A biologically modern human, equal in potential with any
human of today, but living tens of thousands of years ago would have no inkling
of his power to read a bewildering array of abstract symbols as easily as
hearing the spoken word or that he possesses an enormous capacity for absorbing
vast amounts of information and translating them into an understanding of
general concepts or that he has the ability to perform highly technical skills
demanding painstaking precision and concentration. These appreciations would never be know to
primitive man because he had yet to develop within a society capable of
investing enormous time and resources into his mental development. The fascinating possibility of unleashing new
human mental potential still exists as civilization’s acquisition of knowledge
picks up its already torrid pace.
All biological organisms respond in various degrees to their
surrounding environment. More complex
animals, particularly vertebrates, are capable of learning and retaining
particular pieces of information. They
familiarize themselves with their surroundings and they learn to locate
themselves in relation to their home, their food source and areas of possible
danger. They learn survival tasks. They identify other individuals. They do not appear capable of understanding
concepts. The understanding that all animals
are born has no baring on survival. Prey
is to be eaten and there is no need to think beyond the fact that it is
food. All animals respond to fear but,
beyond that, it is unlikely any animal other than man considers the certainty
of their own inevitable death. Life as a
concept is an unnecessary consideration for an animal to exist. A wolf, a deer, a hawk considers its present
circumstance in regards to need, urges, opportunity and danger and then acts
accordingly. Who am I? What meaning is there to existence? These aren’t questions they likely
entertain. What survival benefit is
there to such an inquiry?
When did we as a human animal form first arrive at this
point of self-inquiry? Is there the germ
of philosophical question in the face of a zoo gorilla? What Darwinian evolutionary motivation is
involved in the search for meaning in existence? Is the concern for meaning associated with the elemental desire for the survival of
self? Yes. Obviously human consciousness has crossed a
bridge and entered a realm where physical survival has manifested itself to a
level of concern for individual identity.

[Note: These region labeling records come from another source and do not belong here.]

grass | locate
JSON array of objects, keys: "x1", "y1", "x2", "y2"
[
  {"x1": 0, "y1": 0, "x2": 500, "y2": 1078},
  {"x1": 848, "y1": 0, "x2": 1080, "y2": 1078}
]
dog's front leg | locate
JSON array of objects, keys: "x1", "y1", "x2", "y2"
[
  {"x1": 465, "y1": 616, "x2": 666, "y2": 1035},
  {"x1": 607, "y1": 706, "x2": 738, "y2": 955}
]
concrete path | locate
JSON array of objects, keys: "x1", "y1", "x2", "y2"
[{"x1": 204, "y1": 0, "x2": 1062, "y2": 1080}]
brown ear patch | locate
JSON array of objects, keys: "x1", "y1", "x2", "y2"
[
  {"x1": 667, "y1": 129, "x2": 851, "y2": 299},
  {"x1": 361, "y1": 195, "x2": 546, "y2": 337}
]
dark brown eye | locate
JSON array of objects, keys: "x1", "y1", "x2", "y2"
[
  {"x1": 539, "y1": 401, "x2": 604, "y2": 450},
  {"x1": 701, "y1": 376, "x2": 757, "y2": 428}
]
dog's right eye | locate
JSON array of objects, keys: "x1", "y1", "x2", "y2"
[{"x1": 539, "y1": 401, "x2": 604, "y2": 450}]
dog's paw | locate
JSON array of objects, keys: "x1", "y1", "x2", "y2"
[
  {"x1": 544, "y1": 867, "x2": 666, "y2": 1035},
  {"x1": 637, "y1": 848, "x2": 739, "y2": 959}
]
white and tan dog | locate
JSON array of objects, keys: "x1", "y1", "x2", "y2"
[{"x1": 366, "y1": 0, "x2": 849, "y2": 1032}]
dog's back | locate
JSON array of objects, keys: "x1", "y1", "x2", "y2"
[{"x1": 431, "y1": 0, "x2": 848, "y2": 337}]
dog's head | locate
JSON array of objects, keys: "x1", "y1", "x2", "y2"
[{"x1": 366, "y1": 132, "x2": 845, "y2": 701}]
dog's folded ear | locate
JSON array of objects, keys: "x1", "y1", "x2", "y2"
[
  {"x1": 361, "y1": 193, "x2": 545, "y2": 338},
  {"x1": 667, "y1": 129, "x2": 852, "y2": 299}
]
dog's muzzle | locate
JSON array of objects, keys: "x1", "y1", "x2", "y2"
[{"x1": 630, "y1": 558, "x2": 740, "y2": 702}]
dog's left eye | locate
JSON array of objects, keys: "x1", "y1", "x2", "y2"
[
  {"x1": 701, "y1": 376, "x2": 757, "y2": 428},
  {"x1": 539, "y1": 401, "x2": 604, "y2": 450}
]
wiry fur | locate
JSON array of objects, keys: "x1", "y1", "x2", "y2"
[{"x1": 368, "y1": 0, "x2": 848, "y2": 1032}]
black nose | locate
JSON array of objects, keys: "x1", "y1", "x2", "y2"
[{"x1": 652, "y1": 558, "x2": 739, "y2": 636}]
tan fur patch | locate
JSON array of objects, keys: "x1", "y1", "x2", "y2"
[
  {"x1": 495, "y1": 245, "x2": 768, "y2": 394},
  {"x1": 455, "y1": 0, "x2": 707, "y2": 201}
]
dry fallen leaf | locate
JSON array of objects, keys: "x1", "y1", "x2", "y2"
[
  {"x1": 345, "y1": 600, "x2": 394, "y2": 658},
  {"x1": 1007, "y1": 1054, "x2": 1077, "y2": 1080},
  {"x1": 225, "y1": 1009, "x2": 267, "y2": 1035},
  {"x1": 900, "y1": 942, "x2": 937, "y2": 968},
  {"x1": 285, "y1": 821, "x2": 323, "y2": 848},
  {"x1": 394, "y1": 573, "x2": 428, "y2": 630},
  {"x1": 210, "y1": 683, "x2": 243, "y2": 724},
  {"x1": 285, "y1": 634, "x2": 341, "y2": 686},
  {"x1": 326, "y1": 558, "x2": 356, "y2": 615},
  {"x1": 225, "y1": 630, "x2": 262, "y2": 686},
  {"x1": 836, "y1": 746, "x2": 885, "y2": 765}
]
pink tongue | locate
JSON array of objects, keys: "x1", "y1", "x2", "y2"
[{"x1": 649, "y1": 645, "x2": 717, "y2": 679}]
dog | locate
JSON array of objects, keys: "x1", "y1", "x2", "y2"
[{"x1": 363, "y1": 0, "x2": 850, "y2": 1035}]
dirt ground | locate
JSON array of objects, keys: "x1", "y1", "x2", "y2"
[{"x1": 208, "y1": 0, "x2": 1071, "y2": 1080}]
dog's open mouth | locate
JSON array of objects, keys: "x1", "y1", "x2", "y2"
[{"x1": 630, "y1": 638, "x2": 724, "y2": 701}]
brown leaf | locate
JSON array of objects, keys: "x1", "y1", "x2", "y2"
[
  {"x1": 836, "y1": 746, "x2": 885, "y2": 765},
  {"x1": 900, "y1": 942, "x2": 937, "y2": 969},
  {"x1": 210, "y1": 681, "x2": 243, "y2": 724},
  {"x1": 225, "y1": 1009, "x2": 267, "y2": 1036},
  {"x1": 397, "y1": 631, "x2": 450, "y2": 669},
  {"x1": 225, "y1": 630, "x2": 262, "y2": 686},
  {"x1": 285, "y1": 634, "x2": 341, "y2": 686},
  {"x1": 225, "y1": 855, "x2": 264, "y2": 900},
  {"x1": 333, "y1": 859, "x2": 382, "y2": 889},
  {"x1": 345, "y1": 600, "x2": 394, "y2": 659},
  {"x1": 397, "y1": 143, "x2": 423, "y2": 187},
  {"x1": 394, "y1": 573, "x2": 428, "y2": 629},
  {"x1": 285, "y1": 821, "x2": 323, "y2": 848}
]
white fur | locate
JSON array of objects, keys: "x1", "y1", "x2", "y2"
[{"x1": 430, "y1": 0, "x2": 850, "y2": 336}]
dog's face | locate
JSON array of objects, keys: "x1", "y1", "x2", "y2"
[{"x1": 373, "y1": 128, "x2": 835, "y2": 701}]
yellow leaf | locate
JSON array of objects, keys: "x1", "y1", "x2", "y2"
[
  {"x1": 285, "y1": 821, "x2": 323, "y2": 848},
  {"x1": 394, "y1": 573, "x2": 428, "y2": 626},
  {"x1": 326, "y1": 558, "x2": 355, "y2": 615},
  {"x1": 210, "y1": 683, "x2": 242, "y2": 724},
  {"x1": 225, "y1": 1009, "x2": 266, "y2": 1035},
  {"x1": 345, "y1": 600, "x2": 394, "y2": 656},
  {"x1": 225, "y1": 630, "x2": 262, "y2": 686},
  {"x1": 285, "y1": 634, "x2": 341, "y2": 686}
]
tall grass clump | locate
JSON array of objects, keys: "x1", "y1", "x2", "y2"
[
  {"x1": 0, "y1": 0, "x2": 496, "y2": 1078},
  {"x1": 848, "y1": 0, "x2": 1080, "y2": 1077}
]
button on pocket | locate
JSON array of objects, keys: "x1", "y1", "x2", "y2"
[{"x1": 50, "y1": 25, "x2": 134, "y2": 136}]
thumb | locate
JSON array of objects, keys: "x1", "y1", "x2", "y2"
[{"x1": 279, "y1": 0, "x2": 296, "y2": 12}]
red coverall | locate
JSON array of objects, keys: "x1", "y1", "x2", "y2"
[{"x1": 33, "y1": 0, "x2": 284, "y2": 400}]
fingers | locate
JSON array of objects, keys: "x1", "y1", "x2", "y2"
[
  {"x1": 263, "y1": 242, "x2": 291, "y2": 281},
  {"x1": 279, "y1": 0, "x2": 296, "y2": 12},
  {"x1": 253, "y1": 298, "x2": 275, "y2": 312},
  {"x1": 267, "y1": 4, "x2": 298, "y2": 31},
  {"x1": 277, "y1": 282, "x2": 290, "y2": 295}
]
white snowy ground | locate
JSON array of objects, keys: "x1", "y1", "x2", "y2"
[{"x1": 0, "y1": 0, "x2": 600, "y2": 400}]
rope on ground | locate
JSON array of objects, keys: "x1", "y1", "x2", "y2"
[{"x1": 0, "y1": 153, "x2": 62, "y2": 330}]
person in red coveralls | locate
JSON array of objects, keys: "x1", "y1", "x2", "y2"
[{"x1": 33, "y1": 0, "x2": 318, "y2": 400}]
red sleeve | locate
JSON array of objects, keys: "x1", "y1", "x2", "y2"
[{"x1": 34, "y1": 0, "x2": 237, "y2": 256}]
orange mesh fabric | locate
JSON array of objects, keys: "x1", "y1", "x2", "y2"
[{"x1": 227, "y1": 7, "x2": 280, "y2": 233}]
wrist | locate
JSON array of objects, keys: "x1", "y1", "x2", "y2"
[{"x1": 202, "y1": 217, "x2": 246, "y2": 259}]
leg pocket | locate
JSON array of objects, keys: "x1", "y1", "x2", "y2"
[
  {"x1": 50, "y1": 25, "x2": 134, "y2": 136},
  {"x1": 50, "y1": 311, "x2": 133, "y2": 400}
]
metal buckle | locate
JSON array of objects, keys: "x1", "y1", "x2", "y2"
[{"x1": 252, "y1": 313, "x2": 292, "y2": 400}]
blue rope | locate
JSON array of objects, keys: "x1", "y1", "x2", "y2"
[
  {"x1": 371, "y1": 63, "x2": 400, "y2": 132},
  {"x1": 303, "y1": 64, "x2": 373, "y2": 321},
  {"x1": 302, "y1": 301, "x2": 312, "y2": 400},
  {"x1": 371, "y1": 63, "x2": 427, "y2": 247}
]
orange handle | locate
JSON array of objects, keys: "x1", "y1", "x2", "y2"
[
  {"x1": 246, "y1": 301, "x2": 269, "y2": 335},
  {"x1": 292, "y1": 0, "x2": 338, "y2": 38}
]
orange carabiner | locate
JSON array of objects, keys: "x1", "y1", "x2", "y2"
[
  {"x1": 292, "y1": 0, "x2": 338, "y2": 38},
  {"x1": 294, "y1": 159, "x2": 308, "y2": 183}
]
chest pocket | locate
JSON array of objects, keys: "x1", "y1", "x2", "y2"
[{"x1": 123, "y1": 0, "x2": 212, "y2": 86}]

We have moved beyond an instinct for physical preservation to developing
a sense that our sovereign existence is rooted in a unique individual identity
of greater value than our corporal body of tissue, nerve and bone. Our emotional response to being confronted by
a hungry lion would be that of a deer – a flight to survive. The deer, though, does not experience our
concept of self. It probably has little,
if any, self awareness as we understand it.
As a member of the animal kingdom we seem uniquely self conscious. As Rene Descartes said, “I think, therefore I
am.” We regard ourselves as a
self-evident proposition. It is one of
the few certainties of our existence.